How Scheme Evaluates Expressions (Take 2)

Summary: We extend our understanding of the algorithm and structures that the Scheme interpreter users to evaluate Scheme expressions. In particular, we see how the introduction of user-defined procedures affects the operation of the interpreter.

Introduction

As you may recall, we left our original exploration of the way Scheme evaluates with a high-level overview of an algorithm the interpreter might use and a data structure that it relies on. The data structure is a dictionary that maps names to values. It keeps track of the values we've defined.

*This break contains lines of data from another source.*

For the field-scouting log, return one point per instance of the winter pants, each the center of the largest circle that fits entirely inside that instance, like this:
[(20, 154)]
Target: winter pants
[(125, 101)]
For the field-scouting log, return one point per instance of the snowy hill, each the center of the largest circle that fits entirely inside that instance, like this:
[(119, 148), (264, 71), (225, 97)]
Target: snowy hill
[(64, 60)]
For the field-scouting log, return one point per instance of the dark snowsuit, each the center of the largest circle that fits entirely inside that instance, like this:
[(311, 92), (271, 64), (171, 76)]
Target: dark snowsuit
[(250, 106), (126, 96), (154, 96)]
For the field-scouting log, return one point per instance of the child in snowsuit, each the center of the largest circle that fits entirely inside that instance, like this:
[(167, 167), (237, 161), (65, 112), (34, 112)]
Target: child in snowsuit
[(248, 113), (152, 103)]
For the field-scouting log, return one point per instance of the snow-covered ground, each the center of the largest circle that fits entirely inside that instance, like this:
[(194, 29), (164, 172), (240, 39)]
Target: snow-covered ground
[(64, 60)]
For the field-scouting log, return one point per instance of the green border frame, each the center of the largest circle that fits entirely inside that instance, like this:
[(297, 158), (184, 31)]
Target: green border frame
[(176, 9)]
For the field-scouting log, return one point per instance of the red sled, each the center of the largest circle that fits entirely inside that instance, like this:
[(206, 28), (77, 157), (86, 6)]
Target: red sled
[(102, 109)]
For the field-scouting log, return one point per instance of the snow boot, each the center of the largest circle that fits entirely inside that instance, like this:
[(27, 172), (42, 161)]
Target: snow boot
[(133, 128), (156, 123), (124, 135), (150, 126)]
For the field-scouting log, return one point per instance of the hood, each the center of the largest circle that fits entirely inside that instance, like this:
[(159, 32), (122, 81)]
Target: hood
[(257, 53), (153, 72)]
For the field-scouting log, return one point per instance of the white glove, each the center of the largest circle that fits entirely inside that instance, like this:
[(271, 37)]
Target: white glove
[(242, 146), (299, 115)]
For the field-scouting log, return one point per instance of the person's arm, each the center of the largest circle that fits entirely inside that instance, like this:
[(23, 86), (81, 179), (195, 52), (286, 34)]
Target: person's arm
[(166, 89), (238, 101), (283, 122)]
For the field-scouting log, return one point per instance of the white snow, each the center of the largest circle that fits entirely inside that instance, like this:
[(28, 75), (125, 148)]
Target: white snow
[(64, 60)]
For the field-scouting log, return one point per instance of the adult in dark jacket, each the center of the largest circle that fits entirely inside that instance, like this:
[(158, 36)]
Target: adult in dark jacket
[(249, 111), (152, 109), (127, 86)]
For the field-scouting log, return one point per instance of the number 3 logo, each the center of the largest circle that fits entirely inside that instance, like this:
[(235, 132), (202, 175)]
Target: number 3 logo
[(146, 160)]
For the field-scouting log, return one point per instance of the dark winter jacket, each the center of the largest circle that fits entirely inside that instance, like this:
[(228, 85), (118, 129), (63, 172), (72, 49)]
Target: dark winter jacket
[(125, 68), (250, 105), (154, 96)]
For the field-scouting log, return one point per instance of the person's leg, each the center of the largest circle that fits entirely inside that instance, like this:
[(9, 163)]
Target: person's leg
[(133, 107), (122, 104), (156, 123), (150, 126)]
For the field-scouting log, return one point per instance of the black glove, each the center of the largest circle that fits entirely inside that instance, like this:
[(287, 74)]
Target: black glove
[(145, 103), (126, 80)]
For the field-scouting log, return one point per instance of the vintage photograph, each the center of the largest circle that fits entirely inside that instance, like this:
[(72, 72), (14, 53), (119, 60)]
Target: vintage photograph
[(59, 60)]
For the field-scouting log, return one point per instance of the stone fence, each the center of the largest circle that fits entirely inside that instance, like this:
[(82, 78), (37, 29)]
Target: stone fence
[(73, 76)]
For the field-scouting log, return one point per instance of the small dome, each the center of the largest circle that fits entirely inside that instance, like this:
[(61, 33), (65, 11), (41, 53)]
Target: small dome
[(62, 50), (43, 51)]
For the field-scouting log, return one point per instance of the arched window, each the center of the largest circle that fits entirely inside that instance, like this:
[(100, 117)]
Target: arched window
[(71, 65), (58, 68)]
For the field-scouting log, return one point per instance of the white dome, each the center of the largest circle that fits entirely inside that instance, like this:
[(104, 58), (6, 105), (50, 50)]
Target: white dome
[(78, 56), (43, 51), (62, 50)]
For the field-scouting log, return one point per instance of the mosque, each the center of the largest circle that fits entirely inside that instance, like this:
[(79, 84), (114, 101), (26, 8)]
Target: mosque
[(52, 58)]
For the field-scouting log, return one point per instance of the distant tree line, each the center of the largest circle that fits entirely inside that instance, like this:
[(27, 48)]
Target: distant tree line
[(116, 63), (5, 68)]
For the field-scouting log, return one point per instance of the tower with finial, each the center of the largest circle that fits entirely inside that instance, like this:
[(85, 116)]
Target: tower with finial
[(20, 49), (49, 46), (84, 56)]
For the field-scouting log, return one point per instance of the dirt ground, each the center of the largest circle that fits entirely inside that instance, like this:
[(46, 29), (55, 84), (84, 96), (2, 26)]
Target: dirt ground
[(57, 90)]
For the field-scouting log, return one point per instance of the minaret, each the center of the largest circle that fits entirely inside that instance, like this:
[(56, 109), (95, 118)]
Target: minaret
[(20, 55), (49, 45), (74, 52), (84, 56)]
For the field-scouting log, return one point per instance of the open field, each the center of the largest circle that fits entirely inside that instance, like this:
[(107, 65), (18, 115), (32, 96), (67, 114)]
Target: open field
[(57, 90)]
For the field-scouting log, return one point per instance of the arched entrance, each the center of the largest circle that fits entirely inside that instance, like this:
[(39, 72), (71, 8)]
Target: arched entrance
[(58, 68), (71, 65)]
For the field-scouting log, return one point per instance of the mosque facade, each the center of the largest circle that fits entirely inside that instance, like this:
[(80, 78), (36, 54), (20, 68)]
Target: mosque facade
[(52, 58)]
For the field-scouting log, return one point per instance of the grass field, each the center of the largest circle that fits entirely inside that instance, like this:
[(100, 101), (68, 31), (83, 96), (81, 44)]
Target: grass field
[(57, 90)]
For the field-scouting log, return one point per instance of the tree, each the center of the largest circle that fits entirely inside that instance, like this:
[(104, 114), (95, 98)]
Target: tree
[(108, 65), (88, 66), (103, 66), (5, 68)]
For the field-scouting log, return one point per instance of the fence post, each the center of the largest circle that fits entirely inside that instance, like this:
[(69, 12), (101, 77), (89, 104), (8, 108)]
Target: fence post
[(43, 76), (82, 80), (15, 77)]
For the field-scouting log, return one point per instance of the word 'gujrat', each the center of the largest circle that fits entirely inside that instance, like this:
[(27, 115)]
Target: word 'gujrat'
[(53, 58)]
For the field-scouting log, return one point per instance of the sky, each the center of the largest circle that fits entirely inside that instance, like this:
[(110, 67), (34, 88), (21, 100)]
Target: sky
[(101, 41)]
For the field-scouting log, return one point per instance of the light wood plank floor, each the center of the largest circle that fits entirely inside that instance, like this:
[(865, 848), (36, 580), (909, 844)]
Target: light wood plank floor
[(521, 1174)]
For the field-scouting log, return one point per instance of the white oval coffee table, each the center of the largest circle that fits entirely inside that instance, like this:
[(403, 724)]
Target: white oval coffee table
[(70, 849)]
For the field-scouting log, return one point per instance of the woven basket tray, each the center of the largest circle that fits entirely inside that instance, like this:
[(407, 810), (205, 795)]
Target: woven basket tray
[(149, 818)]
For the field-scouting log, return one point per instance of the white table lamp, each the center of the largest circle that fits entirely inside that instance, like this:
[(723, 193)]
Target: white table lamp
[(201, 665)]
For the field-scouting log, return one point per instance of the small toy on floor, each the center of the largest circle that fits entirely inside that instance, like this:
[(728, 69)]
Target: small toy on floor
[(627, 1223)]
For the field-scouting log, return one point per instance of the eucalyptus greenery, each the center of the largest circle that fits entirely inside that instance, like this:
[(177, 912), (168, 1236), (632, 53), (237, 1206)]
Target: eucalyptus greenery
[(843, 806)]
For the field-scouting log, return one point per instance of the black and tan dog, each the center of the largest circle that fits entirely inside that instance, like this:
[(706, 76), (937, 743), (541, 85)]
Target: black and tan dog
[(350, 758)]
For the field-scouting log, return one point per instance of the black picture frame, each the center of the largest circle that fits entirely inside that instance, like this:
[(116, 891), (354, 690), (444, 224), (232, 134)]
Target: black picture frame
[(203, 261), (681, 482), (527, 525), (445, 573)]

The algorithm was something like the following:

Look at the next non-space character
If the next non-space character is an open parenthesis
  Look at the next thing after the open parenthesis.
  If the next thing is the keyword define
    Read the next thing (a name to define)
    Read the next thing (an expression)
    Evaluate the expression, giving a value
    Add the (name . value) entry to the dictionary
  Otherwise the next thing must be a function
    Read and evaluate each argument
    Apply the function to the evaluated arguments
Otherwise, see if the next non-space character is a digit (or + or -)
  Read all the parts of a number
  The number is the result
Otherwise, see if the next non-space character is a letter
  Read everything up to the next space (or close paren).  
  Look up the thing just read in the dictionary.
  If it's not there, crash and burn
  Otherwise, the result is the value found in the dictionary
Otherwise, we've encountered an unknown kind of value

We've just introduced user-defined procedures, which have the following form.

(define procedure-name
  (lambda (parameter-list)
    expression-1
    ...
    expression-n))

What effects does this introduction have? Surprisingly many. We need to consider what happens in a procedure definition and what happens when we apply a procedure.

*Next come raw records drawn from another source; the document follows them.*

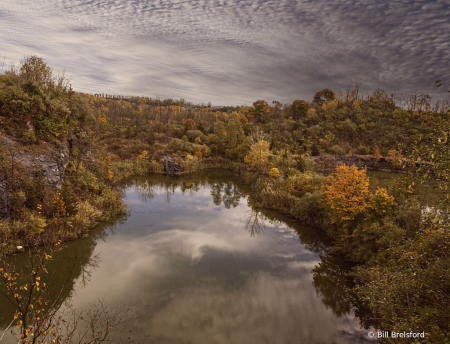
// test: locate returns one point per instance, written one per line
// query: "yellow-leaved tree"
(345, 194)
(258, 155)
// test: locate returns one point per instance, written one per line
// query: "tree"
(260, 111)
(324, 96)
(37, 317)
(235, 132)
(34, 69)
(345, 194)
(299, 108)
(274, 173)
(258, 155)
(189, 125)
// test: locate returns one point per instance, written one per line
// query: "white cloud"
(232, 52)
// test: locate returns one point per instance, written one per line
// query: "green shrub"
(29, 137)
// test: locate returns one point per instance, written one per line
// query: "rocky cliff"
(51, 161)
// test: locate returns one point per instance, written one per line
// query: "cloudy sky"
(233, 52)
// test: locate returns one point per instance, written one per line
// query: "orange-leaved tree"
(345, 194)
(189, 124)
(258, 155)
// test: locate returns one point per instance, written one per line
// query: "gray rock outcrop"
(52, 164)
(52, 167)
(5, 200)
(171, 166)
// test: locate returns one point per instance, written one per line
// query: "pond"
(201, 265)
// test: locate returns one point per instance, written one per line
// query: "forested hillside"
(398, 243)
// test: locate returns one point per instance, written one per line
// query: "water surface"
(201, 265)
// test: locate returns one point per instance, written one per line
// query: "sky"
(233, 52)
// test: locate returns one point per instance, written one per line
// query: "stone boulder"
(52, 165)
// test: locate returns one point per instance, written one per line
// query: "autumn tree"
(189, 124)
(38, 317)
(260, 111)
(345, 194)
(299, 108)
(34, 69)
(324, 96)
(235, 132)
(258, 155)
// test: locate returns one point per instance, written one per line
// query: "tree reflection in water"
(330, 276)
(69, 266)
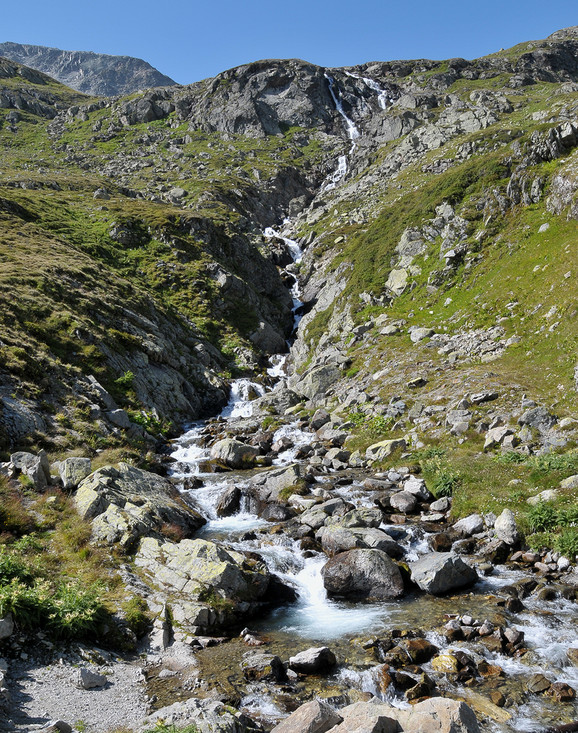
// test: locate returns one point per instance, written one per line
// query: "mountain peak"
(86, 71)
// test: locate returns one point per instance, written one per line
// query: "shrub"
(542, 517)
(566, 542)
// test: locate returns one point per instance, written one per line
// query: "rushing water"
(550, 629)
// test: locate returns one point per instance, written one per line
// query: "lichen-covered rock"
(127, 503)
(74, 470)
(363, 574)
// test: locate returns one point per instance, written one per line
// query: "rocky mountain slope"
(145, 264)
(98, 74)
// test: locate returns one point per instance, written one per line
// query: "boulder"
(538, 418)
(276, 484)
(87, 679)
(363, 574)
(470, 525)
(259, 667)
(315, 383)
(73, 471)
(506, 529)
(144, 504)
(403, 502)
(336, 539)
(441, 572)
(234, 454)
(367, 717)
(317, 660)
(312, 717)
(36, 467)
(6, 626)
(419, 334)
(438, 715)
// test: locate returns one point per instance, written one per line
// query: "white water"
(352, 132)
(383, 95)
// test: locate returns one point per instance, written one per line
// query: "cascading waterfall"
(352, 132)
(383, 95)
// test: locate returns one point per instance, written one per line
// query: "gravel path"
(40, 694)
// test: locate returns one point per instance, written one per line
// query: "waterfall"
(352, 132)
(383, 95)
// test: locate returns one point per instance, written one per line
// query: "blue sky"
(193, 40)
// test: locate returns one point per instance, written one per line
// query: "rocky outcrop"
(205, 586)
(127, 503)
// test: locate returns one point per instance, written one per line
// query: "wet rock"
(562, 692)
(363, 574)
(438, 715)
(506, 529)
(312, 717)
(335, 539)
(441, 572)
(445, 663)
(317, 660)
(470, 525)
(258, 667)
(538, 684)
(367, 717)
(207, 716)
(6, 626)
(403, 502)
(234, 454)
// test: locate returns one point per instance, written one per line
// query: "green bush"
(542, 517)
(566, 542)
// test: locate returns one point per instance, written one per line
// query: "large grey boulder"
(312, 717)
(363, 574)
(317, 660)
(335, 539)
(367, 717)
(126, 503)
(441, 572)
(276, 484)
(260, 667)
(234, 454)
(36, 467)
(470, 525)
(74, 470)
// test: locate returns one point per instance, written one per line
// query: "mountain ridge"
(87, 71)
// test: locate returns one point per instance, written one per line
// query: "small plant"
(125, 381)
(566, 542)
(542, 517)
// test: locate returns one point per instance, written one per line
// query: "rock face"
(126, 503)
(91, 73)
(206, 586)
(442, 572)
(366, 574)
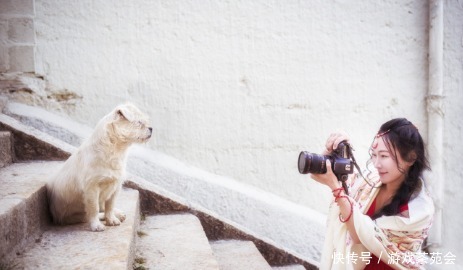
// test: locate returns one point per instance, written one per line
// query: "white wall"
(238, 88)
(453, 129)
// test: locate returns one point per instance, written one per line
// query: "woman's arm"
(344, 202)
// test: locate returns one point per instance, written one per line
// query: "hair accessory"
(382, 133)
(351, 209)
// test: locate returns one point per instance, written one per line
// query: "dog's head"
(129, 125)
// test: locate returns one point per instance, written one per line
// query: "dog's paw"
(97, 226)
(121, 216)
(112, 221)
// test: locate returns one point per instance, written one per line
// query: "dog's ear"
(123, 113)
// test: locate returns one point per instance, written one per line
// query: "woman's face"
(384, 161)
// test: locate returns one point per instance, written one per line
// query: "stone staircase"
(161, 231)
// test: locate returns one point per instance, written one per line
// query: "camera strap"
(351, 154)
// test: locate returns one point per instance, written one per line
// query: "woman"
(384, 220)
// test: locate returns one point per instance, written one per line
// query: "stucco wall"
(453, 129)
(240, 87)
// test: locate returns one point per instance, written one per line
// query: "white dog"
(91, 178)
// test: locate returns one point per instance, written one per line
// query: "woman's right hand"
(333, 141)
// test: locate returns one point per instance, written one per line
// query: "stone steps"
(178, 241)
(23, 204)
(238, 255)
(175, 241)
(76, 247)
(30, 241)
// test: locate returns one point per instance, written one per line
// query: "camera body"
(341, 162)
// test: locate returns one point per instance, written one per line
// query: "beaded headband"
(382, 133)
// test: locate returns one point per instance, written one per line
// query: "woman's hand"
(327, 178)
(334, 140)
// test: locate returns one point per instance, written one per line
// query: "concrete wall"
(453, 129)
(238, 88)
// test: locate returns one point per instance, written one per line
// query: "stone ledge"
(23, 204)
(76, 247)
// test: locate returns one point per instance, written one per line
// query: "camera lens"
(311, 163)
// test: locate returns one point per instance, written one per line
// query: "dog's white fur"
(91, 178)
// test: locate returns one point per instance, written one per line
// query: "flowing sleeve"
(397, 240)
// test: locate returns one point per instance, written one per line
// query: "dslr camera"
(341, 159)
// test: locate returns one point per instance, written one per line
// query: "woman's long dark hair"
(402, 138)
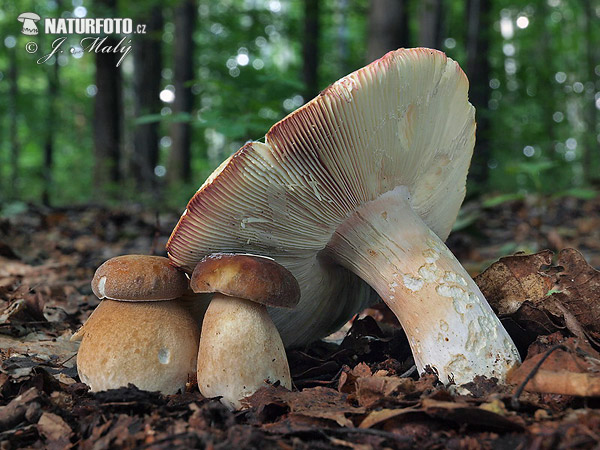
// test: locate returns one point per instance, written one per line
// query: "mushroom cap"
(249, 277)
(28, 15)
(403, 120)
(137, 278)
(153, 345)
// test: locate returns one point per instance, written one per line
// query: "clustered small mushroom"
(142, 332)
(146, 330)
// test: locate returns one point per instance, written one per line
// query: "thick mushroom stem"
(449, 324)
(240, 351)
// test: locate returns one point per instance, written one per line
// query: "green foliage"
(248, 65)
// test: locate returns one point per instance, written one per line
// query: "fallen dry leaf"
(569, 368)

Interpreting Procedure Definitions

Suppose we have the following procedure definition.

(define square
  (lambda (x)
    (* x x)))

What does the interpreter do with this? Well, we know that when it sees an open paren, it looks at the next thing. If the next thing is the keyword define, it assumes it has a definition of the form (define name expression), evaluates the expression and then associates it with name. So, how do we evaluate the “expression”? Here's an interesting trick: In Scheme, you don't evaluate lambda expressions; you leave them as is.

Hence, the effect of the previous definition is to extend the dictionary as follows

Name	Value
square	(lambda (x) (* x x))

To accommodate this approach, we need to change the interpretation algorithm a bit. In particular, if the first thing after an open parenthesis is the keyword lambda, we simply return the whole thing.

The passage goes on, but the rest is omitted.